ROANOKE TIMES

                         Roanoke Times
                 Copyright (c) 1995, Landmark Communications, Inc.

DATE: SUNDAY, October 15, 1995                   TAG: 9510160112
SECTION: SPORTS                    PAGE: B1   EDITION: METRO 
SOURCE: JACK BOGACZYK
DATELINE: CHARLOTTESVILLE                                 LENGTH: Medium


BARBER MAKES A SPLASH IN RAIN

The scoreboard offered a different opinion, but the real turning point in Saturday's ACC football game at Scott Stadium came late in the first half.

That's when it started raining.

Maybe it's because Virginia's head coach is an old Navy man, but the Cavaliers seem to play better when the conditions turn downright amphibious.

In rallying for a 44-30 triumph over stubborn Duke, it took UVa a half to find its sea legs. And when it did, the Blue Devils couldn't find them or tackle them.

On an afternoon when most everyone was concerned about what was coming from the sky, Tiki Barber brought a needed webfooted quality to Virginia's attack. Duke had an easier time grasping at raindrops.

``Playing in the rain doesn't bother me,'' Barber said on the best day of his career. ``Actually, I've faced that a lot of times. The rain can be a factor. You can make it a factor.''

George Welsh, UVa's coach, agrees the Cavaliers seem to sail easier in the rain, and he said Barber is one of those backs who is just ducky in those conditions.

``Unless he slips,'' said Welsh, drier than the weather.

The only things Barber slipped against the Blue Devils were tackles. He scored two touchdowns, ran 30 times for 185 yards and caught three passes on quarterback Mike Groh's record-setting day.

Sure, he fumbled a punt that contributed to Duke's 11-point halftime lead, but Barber had 255 all-purpose yards, the most since 1968 in the UVa record book. In history, only the storied Bill Dudley, Frank Quayle and John Papit have had better total yardage days.

It's been a decade since any UVa back rushed as many times. Barry Word had 33 carries for 170 yards in a 1985 victory over North Carolina. In the past two decades, there have been only six better ground games than this one by Barber, and three of those were by Terry Kirby.
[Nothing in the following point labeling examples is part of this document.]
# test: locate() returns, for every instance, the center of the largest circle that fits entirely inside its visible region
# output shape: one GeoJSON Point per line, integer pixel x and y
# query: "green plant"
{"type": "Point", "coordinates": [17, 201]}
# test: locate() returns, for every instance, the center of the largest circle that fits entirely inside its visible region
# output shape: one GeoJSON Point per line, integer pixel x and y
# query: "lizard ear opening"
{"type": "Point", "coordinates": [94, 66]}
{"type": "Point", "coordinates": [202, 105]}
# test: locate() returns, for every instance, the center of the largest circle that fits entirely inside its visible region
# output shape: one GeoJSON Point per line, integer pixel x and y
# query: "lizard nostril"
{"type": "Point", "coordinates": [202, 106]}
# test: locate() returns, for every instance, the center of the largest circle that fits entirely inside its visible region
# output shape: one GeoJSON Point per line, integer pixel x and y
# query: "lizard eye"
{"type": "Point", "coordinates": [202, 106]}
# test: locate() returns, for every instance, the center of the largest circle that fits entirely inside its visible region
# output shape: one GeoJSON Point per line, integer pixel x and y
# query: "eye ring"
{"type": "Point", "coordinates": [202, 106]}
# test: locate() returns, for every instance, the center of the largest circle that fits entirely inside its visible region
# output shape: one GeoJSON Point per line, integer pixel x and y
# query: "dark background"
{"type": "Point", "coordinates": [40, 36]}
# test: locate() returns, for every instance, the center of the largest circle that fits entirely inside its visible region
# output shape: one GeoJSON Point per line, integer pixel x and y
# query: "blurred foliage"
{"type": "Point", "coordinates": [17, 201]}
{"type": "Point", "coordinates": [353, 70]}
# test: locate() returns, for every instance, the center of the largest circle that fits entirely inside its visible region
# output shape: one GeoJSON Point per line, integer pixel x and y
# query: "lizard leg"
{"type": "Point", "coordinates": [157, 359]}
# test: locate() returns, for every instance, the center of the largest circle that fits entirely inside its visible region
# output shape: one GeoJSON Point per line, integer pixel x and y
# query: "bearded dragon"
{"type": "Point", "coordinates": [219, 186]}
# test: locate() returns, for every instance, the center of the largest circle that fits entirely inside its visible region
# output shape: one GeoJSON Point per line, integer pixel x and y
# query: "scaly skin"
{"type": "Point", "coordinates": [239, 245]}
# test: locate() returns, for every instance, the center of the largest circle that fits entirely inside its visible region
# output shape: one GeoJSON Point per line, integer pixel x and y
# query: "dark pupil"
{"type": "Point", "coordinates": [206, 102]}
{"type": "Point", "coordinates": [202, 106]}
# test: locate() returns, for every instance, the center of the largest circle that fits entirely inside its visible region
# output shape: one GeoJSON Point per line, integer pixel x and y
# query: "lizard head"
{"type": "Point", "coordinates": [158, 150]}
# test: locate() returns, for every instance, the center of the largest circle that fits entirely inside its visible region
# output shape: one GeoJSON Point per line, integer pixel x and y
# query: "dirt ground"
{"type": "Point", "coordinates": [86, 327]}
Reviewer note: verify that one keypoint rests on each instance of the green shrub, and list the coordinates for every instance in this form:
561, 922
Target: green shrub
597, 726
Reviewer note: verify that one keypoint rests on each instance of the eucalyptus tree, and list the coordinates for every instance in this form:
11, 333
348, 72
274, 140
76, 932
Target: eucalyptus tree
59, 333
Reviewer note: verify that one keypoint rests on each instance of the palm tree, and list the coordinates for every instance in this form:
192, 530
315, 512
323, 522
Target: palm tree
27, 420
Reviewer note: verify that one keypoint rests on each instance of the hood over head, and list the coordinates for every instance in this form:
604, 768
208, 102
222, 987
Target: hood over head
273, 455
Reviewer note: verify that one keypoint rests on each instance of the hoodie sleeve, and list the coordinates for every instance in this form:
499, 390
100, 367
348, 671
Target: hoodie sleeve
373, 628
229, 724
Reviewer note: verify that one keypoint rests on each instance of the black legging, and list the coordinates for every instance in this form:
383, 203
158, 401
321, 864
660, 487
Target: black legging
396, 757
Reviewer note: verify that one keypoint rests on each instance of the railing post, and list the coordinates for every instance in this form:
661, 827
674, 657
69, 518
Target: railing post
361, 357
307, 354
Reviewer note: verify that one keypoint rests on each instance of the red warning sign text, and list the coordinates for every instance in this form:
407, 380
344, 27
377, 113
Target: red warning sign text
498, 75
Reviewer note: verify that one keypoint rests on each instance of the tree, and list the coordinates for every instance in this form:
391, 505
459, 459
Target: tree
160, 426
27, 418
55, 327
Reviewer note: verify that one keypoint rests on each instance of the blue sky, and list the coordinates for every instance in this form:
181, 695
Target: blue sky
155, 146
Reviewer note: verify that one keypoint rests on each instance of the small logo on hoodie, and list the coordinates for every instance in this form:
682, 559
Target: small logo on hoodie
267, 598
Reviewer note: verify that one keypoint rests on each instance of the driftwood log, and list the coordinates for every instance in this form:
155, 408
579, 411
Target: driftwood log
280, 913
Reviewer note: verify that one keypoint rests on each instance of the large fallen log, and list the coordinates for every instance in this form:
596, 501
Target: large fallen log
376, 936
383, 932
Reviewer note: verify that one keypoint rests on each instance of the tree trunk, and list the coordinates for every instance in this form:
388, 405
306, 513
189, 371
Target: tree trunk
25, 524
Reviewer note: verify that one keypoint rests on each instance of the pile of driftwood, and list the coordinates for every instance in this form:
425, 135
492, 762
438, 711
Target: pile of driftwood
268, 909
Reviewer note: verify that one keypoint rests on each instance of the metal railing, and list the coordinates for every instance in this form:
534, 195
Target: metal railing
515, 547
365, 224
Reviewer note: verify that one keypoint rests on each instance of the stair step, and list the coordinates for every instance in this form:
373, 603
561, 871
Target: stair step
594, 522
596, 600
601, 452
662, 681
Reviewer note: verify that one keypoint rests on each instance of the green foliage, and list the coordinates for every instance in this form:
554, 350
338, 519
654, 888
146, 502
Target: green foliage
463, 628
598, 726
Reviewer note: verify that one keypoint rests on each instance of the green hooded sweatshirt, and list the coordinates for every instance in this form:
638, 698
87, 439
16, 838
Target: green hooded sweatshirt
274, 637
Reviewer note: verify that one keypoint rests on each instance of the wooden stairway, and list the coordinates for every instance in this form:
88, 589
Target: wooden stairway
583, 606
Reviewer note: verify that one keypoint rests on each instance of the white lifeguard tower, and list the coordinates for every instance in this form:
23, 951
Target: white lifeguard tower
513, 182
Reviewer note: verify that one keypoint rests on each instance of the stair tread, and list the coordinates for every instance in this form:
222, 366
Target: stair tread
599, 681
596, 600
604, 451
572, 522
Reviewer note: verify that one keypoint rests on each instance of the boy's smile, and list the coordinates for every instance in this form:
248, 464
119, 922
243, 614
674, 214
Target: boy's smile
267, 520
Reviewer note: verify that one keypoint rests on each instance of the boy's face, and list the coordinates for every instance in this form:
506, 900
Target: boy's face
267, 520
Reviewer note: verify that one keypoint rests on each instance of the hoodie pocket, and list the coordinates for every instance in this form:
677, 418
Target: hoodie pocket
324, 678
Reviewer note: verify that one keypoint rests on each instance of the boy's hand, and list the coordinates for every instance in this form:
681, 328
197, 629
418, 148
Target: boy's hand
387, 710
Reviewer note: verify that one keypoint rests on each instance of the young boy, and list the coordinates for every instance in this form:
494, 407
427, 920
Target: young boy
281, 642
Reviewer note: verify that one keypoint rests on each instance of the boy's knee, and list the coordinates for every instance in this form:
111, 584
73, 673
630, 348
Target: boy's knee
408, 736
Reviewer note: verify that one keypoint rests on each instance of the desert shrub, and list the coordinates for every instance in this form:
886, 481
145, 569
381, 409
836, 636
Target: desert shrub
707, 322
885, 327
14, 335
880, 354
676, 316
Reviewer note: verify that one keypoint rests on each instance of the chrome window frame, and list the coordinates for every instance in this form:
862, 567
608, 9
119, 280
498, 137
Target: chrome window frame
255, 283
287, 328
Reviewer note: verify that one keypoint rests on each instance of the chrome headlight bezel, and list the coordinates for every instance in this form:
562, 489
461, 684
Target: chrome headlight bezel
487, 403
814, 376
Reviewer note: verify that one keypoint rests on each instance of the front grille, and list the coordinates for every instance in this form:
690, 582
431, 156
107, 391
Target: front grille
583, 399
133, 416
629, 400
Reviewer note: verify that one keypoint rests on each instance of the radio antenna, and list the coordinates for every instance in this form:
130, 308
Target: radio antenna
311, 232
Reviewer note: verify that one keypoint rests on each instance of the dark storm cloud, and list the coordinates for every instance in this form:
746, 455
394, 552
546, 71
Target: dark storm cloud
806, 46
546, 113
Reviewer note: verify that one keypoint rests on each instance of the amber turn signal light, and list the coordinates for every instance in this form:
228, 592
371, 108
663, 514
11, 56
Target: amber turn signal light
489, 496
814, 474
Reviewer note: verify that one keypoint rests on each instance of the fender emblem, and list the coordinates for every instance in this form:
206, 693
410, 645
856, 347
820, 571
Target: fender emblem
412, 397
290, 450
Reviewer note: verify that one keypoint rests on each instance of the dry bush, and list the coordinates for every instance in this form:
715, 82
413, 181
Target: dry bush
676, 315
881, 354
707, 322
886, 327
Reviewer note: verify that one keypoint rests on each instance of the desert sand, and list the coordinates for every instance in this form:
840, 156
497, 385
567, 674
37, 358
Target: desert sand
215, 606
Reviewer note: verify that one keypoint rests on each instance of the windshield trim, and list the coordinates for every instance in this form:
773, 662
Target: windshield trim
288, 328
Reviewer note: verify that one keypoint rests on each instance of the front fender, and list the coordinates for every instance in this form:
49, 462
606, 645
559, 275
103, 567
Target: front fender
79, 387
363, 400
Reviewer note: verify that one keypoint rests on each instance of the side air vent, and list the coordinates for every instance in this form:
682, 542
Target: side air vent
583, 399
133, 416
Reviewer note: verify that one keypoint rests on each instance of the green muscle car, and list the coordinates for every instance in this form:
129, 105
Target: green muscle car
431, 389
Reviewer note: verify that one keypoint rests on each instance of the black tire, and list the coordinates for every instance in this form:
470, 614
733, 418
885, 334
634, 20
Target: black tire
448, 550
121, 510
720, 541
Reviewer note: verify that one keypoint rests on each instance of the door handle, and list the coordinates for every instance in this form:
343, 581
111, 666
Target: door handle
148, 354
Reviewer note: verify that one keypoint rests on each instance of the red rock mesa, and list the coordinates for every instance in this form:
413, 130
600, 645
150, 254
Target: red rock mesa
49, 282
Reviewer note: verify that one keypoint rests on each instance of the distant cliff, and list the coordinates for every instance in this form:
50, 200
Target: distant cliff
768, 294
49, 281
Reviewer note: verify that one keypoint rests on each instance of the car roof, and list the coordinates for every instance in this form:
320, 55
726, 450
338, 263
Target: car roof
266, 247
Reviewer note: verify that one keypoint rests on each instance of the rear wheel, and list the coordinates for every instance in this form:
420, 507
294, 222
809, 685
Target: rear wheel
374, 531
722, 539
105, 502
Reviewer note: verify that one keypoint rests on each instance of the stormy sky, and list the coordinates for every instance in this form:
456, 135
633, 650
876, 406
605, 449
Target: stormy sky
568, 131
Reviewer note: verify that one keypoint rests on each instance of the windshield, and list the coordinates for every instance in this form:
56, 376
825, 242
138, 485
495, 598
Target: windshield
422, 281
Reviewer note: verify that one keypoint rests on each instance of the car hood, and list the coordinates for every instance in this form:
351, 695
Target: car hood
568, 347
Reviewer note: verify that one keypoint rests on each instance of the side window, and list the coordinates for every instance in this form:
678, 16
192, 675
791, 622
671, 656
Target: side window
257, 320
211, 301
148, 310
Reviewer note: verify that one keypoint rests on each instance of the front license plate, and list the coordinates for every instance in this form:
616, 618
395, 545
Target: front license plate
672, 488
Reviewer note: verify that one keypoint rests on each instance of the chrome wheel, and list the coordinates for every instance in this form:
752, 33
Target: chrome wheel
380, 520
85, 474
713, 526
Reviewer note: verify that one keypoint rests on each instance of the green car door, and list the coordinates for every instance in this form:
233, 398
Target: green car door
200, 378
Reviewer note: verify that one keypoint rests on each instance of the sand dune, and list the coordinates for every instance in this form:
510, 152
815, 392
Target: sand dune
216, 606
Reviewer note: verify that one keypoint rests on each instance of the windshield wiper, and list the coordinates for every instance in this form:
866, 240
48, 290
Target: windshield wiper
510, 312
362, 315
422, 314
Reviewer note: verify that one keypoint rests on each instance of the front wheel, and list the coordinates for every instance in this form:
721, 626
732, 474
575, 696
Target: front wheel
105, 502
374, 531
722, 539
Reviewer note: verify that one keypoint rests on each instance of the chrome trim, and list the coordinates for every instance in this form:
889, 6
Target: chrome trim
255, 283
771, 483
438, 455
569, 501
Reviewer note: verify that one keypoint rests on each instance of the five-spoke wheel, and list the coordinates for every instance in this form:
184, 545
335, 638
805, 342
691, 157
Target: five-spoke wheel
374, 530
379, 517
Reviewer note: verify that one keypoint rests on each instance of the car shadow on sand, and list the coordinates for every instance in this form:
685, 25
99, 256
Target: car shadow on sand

``He got a lot on his own ... a lot,'' Welsh said of the junior tailback, who leads the ACC this season with 12 touchdowns. ``Tiki broke tackles, he cut back, he stumbled, he kept his balance. There were some great performances there.

``That [third-quarter, 11-yard touchdown] pass in the flat he caught, I still don't know how he scored. Duke had four guys there. That's what a good back can do. He can make the linemen look better.''

Welsh figured Barber, diminutive in height only, might have such a day, although not the way it developed. Duke (2-5 overall, 0-4 ACC) visited giving up 296 yards rushing per game.

On the Cavaliers' early possessions, it appeared Barber's mother, Geraldine, was calling the plays. He kept getting the ball.

``And Duke was doing a good job stopping us,'' Barber said.

In the first half, UVa's offense look like it belonged in some of those hefty bags many in the crowd had altered into rain gear. Then, the Cavaliers began flowing.

Barber had 117 of his ground yards on 14 second-half carries. His 907 yards in UVa's 6-2 start already ranks 11th on the school's single-season rushing list. At Barber's current 113.4-yard pace with four games left, he projects to a 1,360-yard season.

In the ACC's 43-year history, only former North Carolina greats Don McCauley and Mike Voight have run for more.

``That's Virginia football, running the ball,'' Barber said. ``That's the way our offense works.''

Barber's advantage against the Blue Devils is that not only didn't they know where he was going, he didn't, either. Changing direction is his strength. Going forward, amazingly, isn't.

``Tiki is good in the rain,'' said Tom O'Brien, UVa's offensive coordinator. ``He gets in there among the blockers and hides and the other team can't find him.

``Sometimes he's just going too fast and we try to get him to slow down. He wants to take it sometimes and run it 9,000 miles per hour, right up the back of the fullback.''

Maybe the weather slowed Barber just enough. Duke certainly couldn't.